The time was not without foreign anxieties. By 1961, Joseph McCarthy was dead and the “ism” he spawned had abated, but the fear of Communism and the cold war were very much alive. The new president’s inaugural address that January day emphasized foreign policy and the resolve of the United States to fend off international Communism. “Let every nation know, whether it wishes us well or ill, that we shall pay any price, bear any burden, meet any hardship, support any friend, oppose any foe, to assure the survival and the success of liberty.” The Soviet Union, Red China, and Fidel Castro’s Cuba loomed as threats to the American way of life. In January 1961, no one was shooting at anyone, but both “the West” and “the Communist bloc” were piling up arms against the day of reckoning and releasing lethal clouds of strontium 90 into the atmosphere as they tested ever bigger H-bombs in the South Pacific, Siberia, and the American Southwest. The cold war made many Americans uneasy, but only a few took action. A handful of pacifists and humanists sought to stop the war machine.

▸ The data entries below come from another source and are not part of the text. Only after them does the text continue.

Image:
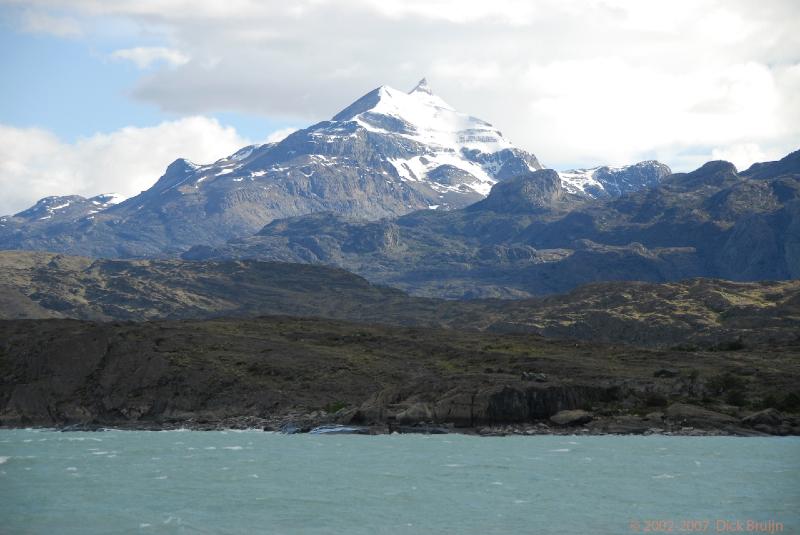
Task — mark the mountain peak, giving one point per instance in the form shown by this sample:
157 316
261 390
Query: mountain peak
422 87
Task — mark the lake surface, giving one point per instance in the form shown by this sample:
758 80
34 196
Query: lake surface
256 482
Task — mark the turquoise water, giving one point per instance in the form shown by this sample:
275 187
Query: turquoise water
255 482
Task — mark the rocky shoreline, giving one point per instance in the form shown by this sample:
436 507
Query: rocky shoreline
678 420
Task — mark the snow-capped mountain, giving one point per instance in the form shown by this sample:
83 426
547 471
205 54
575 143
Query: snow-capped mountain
608 181
65 208
387 154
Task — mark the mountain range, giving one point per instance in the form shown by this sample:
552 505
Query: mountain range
385 155
532 236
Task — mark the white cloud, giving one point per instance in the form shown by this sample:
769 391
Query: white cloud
34 163
42 22
145 56
577 82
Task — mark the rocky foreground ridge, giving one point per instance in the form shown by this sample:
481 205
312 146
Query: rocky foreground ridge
702 313
299 373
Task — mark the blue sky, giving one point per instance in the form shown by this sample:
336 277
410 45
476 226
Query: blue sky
73 88
101 96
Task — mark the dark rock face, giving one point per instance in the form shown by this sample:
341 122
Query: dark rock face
309 372
573 417
702 313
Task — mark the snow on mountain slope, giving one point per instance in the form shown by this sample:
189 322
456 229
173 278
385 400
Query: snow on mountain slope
608 181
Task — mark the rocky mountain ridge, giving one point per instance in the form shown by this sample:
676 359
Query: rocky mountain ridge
385 155
531 236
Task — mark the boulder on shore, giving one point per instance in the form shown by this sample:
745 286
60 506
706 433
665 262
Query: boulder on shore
571 417
692 415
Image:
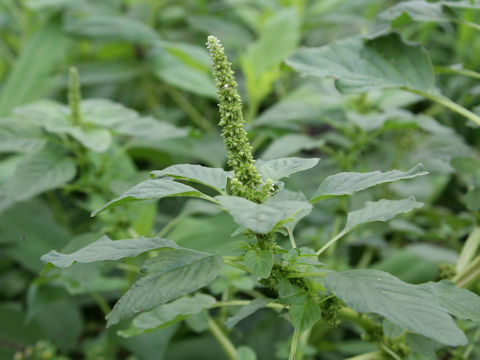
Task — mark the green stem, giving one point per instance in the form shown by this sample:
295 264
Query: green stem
469 249
293 349
448 104
222 339
190 110
238 266
464 72
470 275
101 303
292 238
376 355
331 242
305 274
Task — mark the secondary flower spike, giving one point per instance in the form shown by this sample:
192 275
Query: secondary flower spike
247 181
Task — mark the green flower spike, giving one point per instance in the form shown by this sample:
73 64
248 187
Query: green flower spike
246 182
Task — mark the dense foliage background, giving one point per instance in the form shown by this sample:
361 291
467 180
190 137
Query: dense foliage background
149 56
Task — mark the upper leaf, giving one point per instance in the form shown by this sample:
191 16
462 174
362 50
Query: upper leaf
215 178
281 168
461 303
382 210
359 65
412 307
348 183
107 249
165 284
246 311
168 314
261 218
153 189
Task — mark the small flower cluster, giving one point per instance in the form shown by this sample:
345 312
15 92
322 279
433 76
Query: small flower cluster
247 182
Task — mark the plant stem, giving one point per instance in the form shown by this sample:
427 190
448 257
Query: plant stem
238 266
469 249
376 355
293 349
292 238
305 274
448 104
222 339
331 242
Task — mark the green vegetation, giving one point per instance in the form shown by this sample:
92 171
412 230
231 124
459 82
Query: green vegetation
339 218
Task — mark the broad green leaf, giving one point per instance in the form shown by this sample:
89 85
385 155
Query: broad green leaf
29 77
153 190
261 218
282 168
461 303
382 210
179 71
165 284
37 173
411 307
305 314
245 353
360 65
18 136
349 183
290 144
246 311
168 314
422 345
148 129
110 28
97 140
107 249
259 262
213 177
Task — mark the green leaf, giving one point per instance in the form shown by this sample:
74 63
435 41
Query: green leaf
111 28
246 311
360 65
168 314
19 136
168 283
411 307
215 178
29 77
459 302
290 144
261 218
180 70
348 183
107 249
245 353
282 168
259 262
153 190
304 314
37 173
382 210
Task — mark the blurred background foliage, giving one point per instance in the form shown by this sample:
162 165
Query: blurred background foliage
149 56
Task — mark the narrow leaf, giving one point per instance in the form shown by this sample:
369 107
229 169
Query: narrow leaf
213 177
348 183
412 307
382 210
261 218
162 286
284 167
246 311
153 190
107 249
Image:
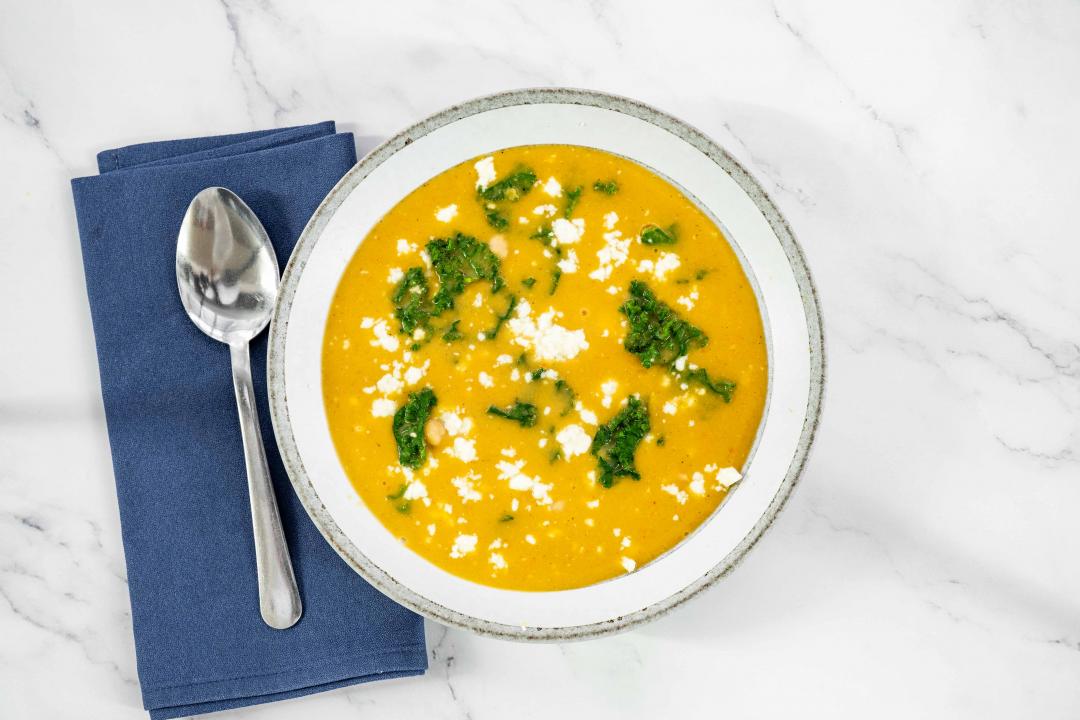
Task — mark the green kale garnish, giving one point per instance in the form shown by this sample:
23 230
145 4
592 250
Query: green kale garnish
617 440
652 234
489 335
511 188
453 334
404 505
459 260
412 300
523 413
657 333
571 201
658 336
497 219
408 428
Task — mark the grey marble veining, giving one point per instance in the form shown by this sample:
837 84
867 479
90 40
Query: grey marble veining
925 155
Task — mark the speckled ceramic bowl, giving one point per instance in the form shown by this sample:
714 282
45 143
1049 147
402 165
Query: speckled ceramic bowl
771 258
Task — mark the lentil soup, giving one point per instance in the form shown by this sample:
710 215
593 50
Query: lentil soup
543 368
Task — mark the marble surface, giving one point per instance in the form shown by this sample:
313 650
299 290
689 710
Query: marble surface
926 154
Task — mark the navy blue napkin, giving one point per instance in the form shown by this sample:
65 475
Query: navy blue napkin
176 450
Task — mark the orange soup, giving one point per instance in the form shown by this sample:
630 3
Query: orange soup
544 368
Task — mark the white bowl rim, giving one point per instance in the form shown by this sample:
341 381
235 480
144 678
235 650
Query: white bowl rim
279 406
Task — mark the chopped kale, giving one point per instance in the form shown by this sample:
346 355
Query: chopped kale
657 333
453 334
652 234
408 428
572 197
401 504
700 376
523 413
497 219
459 260
511 188
489 335
616 442
658 336
412 300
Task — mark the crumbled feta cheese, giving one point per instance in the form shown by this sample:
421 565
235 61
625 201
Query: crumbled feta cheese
467 489
574 439
462 545
446 214
485 172
613 254
568 232
545 339
383 408
674 491
727 476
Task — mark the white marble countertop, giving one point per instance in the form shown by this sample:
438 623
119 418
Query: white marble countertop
926 155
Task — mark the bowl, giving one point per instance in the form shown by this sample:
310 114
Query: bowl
704 172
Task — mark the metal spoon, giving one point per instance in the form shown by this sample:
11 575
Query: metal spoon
228 276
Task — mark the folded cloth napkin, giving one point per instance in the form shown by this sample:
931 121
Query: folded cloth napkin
201 644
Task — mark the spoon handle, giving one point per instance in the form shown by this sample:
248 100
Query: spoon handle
279 597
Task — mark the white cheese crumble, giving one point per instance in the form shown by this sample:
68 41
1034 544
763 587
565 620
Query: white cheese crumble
613 254
382 408
574 439
485 172
462 545
467 490
545 339
674 491
727 476
446 214
518 480
568 232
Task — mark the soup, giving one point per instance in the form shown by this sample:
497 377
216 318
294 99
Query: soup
543 368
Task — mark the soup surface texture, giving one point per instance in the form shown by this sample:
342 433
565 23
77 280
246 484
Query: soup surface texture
543 368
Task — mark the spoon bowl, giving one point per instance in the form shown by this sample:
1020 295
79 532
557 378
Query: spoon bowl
226 268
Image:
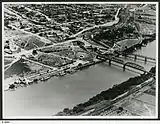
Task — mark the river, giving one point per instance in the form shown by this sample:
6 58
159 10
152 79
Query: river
52 96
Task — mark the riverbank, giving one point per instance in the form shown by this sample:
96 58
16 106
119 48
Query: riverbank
109 94
66 70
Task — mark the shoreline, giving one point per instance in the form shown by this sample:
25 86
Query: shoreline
110 95
58 73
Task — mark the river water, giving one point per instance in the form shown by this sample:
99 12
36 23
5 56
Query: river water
52 96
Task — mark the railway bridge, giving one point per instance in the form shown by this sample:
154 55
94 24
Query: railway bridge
140 57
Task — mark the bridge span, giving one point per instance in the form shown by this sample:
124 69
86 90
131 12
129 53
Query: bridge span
123 62
140 57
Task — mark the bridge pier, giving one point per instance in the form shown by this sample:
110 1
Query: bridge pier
145 60
124 67
125 55
109 62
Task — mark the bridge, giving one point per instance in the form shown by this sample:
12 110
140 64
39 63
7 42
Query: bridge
124 63
140 57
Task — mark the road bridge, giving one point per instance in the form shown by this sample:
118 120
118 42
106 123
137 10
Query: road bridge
140 57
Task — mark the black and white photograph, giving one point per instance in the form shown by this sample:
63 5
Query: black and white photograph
80 59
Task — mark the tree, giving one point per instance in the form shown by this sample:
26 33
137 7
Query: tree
34 52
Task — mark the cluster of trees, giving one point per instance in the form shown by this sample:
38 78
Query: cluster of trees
114 33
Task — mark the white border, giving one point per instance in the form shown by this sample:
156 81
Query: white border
85 117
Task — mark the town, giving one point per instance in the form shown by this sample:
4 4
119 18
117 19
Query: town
53 40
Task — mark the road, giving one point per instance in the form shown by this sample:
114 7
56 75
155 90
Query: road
115 102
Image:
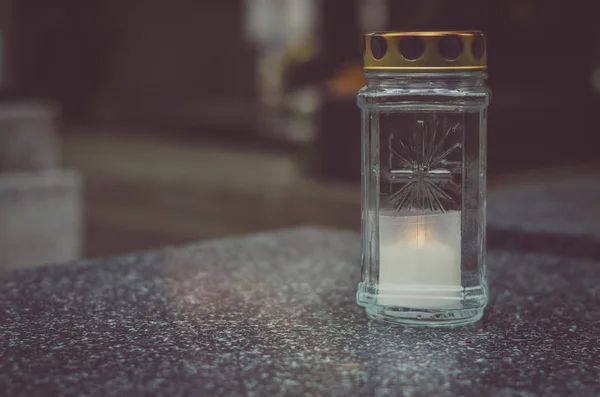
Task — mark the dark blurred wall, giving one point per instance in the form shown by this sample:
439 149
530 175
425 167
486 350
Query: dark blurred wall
5 34
140 61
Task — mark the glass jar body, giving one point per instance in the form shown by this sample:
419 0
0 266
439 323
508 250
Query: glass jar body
423 197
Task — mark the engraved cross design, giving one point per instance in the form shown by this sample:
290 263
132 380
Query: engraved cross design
420 173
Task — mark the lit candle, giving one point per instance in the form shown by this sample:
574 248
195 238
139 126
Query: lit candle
419 261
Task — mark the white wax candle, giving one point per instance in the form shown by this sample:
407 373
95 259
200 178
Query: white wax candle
419 261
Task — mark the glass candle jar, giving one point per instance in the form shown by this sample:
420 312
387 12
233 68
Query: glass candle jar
424 178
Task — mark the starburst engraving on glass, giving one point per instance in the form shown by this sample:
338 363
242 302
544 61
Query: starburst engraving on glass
421 174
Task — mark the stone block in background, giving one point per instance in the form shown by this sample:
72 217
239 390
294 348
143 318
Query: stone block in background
28 137
40 218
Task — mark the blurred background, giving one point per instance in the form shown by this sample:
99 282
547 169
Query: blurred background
127 125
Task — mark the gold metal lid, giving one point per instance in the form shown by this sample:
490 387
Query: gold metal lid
425 51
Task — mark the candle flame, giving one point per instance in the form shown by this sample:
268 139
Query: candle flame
420 232
417 233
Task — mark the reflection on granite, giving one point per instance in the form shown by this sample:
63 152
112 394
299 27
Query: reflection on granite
275 314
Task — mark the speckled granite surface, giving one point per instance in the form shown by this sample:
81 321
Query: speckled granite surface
274 314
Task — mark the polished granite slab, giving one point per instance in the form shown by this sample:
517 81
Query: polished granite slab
275 314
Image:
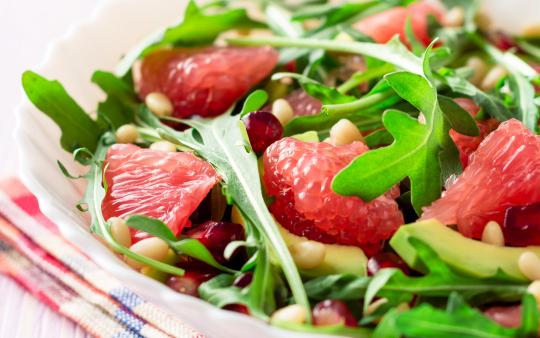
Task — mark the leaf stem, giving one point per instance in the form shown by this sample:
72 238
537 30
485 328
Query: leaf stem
364 76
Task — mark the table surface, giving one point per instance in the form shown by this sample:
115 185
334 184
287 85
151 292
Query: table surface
26 28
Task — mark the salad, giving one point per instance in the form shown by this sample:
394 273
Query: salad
365 169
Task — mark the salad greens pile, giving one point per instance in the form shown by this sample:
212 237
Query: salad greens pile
404 96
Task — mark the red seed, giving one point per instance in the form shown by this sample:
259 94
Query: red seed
215 236
385 260
263 129
333 312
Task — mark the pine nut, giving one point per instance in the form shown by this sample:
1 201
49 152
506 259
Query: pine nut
120 231
492 77
159 104
375 305
455 17
152 247
127 133
529 265
479 69
493 234
164 146
534 289
283 111
308 254
290 314
345 132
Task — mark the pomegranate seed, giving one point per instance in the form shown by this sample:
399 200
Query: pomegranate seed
385 260
243 280
521 225
215 236
188 283
263 129
333 312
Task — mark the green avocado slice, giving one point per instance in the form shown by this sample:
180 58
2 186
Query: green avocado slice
468 256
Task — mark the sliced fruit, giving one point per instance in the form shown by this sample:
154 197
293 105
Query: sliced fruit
166 186
298 176
203 81
503 172
303 104
384 26
468 144
459 251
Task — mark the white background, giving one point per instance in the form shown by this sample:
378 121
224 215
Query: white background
26 28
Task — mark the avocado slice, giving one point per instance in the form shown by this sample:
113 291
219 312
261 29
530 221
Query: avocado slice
468 256
338 258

Yet in the winter of 1961, few Americans disputed the policy of containment and the need for continued vigilance and sacrifice to prevent Communist conquest.

Just beneath the surface, however, forces stirred that would soon transform the lives of almost everyone. First, the political pendulum was about to shift leftward. John F. Kennedy was a Democrat, elected after a twoterm Republican, but he was never an extreme liberal. Until he visited the “hollows” of West Virginia in 1960 on his campaign tour, poverty for him was only a rumor. But with a party tradition to confirm and a party constituency to satisfy, he found himself father of a program—the New Frontier—that aimed to complete the promises of Roosevelt and Truman. Once in office, Kennedy extracted relatively little in the way of liberal social legislation from a still-conservative Congress unimpressed by his razor-thin victory. Yet Jack and his first lady, Jacqueline Bouvier Kennedy, created a glittering facade of glamour and success. Camelot hid ugly currents of narcissism, callowness, recklessness, and deception, but by the time he flew off to Texas with Jackie in November 1963 to mend political fences, John Kennedy was widely admired, and most pundits assumed he would be easily reelected in 1964.

Ineffectual on Capitol Hill, JFK grew increasingly adept at foreign policy. He stumbled at first by approving a badly planned, badly conceived, undermanned invasion of Castro’s Cuba by CIA-trained Cuban exiles, then abandoning the invaders when they faced defeat. But Kennedy redeemed himself by staring down Nikita Khrushchev’s reckless emplacement of Soviet missiles in Cuba. Kennedy also forced the Soviets to back down from their threat to strangle Allied-occupied Berlin. In the fall of 1963, responding to public fears of atmospheric radioactive pollution, he negotiated a partial nuclear test ban treaty with the USSR.

Kennedy’s tragic death in Dallas was a defining event of the decade. The assassination and the police blunders that followed it shook the public’s basic trust in the political system and set in motion a process that would erode values and delegitimize institutions in the years ahead. Yet for a time, the nation seemed to recover. Lyndon Johnson reassured the public by his tact and sensitivity during the first days of national grief and shock. Vowing to continue his predecessor’s policies, he exploited the public’s guilts and sorrows to push through stalled social legislation, securing a major tax cut and the Civil Rights Act of 1964. In May 1964, before eighty thousand University of Michigan graduates and their guests, he described his vision of a Great Society that would not only round out the New Deal–Fair Deal but also augment the quality of life of a society that had already achieved material abundance.